Levantamento, que reúne dados de 2023 a 2024, registra a prisão de Antônio Sapezeiro
Entre 2023 e 2024, o Brasil registrou 486 casos de violência contra defensores dos direitos humanos. Os dados são do estudo “Na Linha de Frente”, realizado pela Justiça Global e Terra de Direitos. Do Espírito Santo, foi registrada a prisão do líder quilombola Antonio Sapezeiro, no Sapê do Norte, que abrange os municípios de São Mateus e Conceição da Barra, no norte do Estado.

Sapezeiro foi preso em novembro de 2023 na comunidade de Nova Vista, acusado de desobedecer policiais militares e agredir vigilantes da empresa Souza Lima, de segurança patrimonial da Suzano (ex-Fibria e Aracruz Celulose) – que explora o território tradicional há décadas e responde por uma série de violações – e provocar um incêndio na mata. As acusações, segundo entidades da sociedade civil que acompanharam o caso e os advogados populares Naiara Antonia Dias e Rafael Viana Castilho, eram falsas.
“Não foi encontrado com Antonio nenhum tipo de material inflamável, fósforo, isqueiro, nada disso. E eles acusam Antonio de agredir os vigilantes, dizendo que ele estava com um facão, mas nada disso foi encontrado com ele. Não há nenhum vídeo, nenhuma prova ou indício de que ele tenha feito essas coisas”, explicou, na ocasião, a advogada. Antonio saiu da cadeia após a realização de uma coleta de doações entre movimentos sociais e organizações que atuam na defesa dos direitos das populações quilombolas, que conseguiu levantar o valor da fiança arbitrada pelo juiz do Fórum de São Mateus, Antonio Moreira Fernandes, de R$ 2 mil.

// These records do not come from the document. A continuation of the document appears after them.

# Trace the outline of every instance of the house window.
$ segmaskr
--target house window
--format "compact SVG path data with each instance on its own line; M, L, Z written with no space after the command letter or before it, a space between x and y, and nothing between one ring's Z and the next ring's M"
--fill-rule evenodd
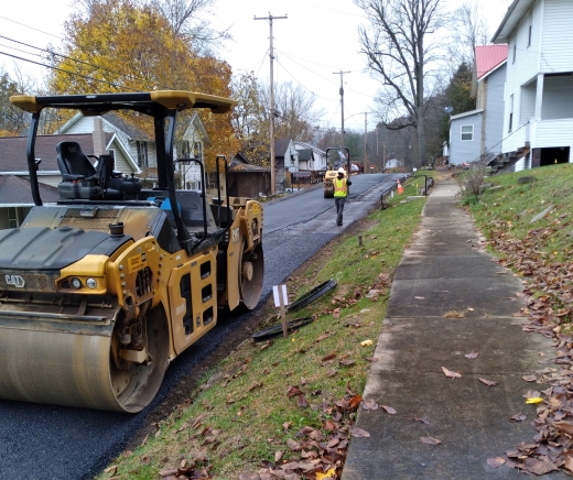
M22 219L25 218L25 216L30 212L30 207L22 207L19 209L15 207L8 207L8 228L18 228L20 227L20 223L22 222Z
M507 129L508 133L511 133L513 130L513 94L509 97L509 128Z
M203 160L203 150L202 150L202 143L201 142L194 142L193 143L193 152L195 153L195 157Z
M181 157L188 159L190 156L191 156L190 142L186 140L183 140L181 142Z
M148 143L147 142L137 142L137 146L138 146L138 166L145 168L149 166Z
M474 140L474 126L462 126L462 141L472 142Z
M531 46L531 36L533 31L533 13L529 13L529 31L528 31L528 37L527 37L527 46Z

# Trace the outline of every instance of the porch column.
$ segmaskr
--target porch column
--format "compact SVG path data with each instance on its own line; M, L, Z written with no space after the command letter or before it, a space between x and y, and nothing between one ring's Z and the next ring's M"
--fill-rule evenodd
M541 108L543 107L543 74L538 74L537 92L536 92L536 121L541 121Z

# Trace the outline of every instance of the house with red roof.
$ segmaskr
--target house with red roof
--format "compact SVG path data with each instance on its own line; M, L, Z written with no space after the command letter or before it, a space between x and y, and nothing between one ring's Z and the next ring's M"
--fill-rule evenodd
M476 47L476 109L454 113L450 123L450 163L490 162L501 152L507 45Z
M506 170L573 162L573 1L513 0L493 42L509 45Z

No Sudeste, o Estado é o que tem o menor índice de casos. O maior é São Paulo, com 33, seguido de Minas Gerais (22) e Rio de Janeiro (13). O que ocorreu com Antonio Sapezeiro se enquadra na criminalização institucional, que, segundo o estudo, foram 120 casos, portanto, 24,7%. Essa é a segunda maior forma de violência registrada no documento. A primeira é ameaça, com 175 casos, ou seja, 36%. Em seguida vem 96 tentativas de atentado à vida, que correspondem a 19,8%, e assassinato, que foram 55, portanto, 11,3%. Em penúltimo lugar estão 33 casos de ameaça, que abarcam 6,8% das ocorrências. Por último, sete atos de deslegitimação, como calúnia, que foi 1,4%.
O ocorrido com Antonio Sapezeiro está, ainda, entre os casos que ocorreram em áreas rurais, que foram 67%, e os que aconteceram dentro do território de referência ou moradia das vítimas: 53,9%. Enquadra-se também na luta por terra, território e meio ambiente, pauta defendida por 393 pessoas das 486 registradas como vítimas de violência no levantamento. O índice corresponde a 80,9%. Desses 393, um total de 168 são indígenas, 131 camponeses e trabalhadores rurais sem terra, 38 são quilombolas e 34 povos e comunidades tradicionais.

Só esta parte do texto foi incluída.